Think you're a typical mutual fund shareholder?

You are, according to the Investment Company Institute's latest survey, if you are male, married, 43 years old, employed, earn $45,000 a year and bought your first fund shares before 1985.

But marital status, income and the like are only a few of the characteristics that are analyzed by fund companies to target potential markets. There also are a variety of traits that help to explain why you invest the way you do -- and why fund sponsors market the way they do.

On the basis of their sales methods, the institute divides mutual funds into two categories:

* Direct marketing -- those sold directly to investors by mail or telephone or in fund offices. They are primarily drawn to your attention through advertising and direct mail. Such funds include -- but are not synonymous with -- no-load funds. Some impose loads of as much as 3 percent.

* Sales force -- those sold to investors by sales forces, who are primarily securities brokers, but also life insurance agents, financial planners and bank personnel. Funds sold by a sales force impose front-end sales loads (or charges) of up to 8.5 percent (varying with the size of a purchase) or back-end loads of up to 5 percent or so (depending on how long shares are held) at redemption. Salespeople are paid out of the loads.

Whether you prefer to deal directly with a fund organization or to buy through a salesperson may depend on a number of factors, according to analyses by the institute and by Avi Nachmany, analyst with Strategic Insight, a fund research service.
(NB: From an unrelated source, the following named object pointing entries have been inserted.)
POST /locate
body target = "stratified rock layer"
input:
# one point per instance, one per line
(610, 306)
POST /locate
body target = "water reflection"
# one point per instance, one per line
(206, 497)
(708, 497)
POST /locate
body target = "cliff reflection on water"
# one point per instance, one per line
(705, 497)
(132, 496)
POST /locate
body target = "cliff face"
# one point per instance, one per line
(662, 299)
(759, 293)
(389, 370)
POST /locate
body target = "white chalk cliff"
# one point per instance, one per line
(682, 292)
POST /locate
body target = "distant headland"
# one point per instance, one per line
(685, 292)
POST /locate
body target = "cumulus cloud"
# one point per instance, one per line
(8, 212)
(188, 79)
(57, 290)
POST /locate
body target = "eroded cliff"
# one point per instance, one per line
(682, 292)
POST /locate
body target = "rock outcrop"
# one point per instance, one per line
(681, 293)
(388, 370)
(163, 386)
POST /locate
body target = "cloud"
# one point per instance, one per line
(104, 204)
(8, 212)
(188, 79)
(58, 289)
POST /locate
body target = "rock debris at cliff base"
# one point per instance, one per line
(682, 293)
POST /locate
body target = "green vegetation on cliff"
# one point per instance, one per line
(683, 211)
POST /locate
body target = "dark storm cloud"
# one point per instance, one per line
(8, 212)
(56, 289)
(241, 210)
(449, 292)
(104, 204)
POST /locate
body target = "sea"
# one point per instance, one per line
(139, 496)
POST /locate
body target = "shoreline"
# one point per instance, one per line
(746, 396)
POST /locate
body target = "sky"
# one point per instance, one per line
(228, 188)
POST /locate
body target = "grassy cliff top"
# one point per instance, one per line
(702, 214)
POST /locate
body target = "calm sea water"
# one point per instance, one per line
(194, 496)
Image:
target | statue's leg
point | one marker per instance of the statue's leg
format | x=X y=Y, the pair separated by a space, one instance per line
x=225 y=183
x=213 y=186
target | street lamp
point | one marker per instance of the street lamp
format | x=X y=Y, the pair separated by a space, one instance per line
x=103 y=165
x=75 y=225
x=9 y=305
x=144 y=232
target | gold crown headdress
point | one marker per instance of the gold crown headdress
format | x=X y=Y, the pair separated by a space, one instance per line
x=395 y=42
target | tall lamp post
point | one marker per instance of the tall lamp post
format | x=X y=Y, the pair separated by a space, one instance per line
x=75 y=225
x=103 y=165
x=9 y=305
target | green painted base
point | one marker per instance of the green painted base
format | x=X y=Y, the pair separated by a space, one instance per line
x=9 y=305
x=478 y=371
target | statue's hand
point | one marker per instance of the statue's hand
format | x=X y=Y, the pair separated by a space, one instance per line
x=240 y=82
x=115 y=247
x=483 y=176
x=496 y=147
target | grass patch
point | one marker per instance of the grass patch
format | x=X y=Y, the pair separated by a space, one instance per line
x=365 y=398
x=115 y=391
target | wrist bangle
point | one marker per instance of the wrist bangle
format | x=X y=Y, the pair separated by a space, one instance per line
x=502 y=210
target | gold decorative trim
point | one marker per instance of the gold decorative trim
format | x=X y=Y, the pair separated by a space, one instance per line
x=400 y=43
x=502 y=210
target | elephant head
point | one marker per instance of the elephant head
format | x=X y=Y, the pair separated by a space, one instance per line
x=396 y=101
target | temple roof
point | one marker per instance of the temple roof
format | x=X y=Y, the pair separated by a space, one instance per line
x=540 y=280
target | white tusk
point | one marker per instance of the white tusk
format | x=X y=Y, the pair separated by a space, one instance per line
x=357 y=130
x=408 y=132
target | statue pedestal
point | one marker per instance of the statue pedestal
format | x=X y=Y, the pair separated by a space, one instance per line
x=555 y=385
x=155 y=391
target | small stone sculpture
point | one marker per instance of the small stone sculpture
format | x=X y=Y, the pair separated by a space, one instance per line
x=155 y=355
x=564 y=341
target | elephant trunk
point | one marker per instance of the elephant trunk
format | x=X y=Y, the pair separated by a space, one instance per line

If you are well-educated, self-reliant, concerned about sales charges and comfortable with funds and with mail transactions, directly marketed funds are likely to be for you. While there must be exceptions, you are more likely to be responsive to opportunities for optimizing investment results and willing to take greater risks, Mr. Nachmany says.

But if you desire personal contact in making investments, need guidance and are not particularly concerned about the fees associated with the advice you receive, funds marketed by sales forces are likely to be for you.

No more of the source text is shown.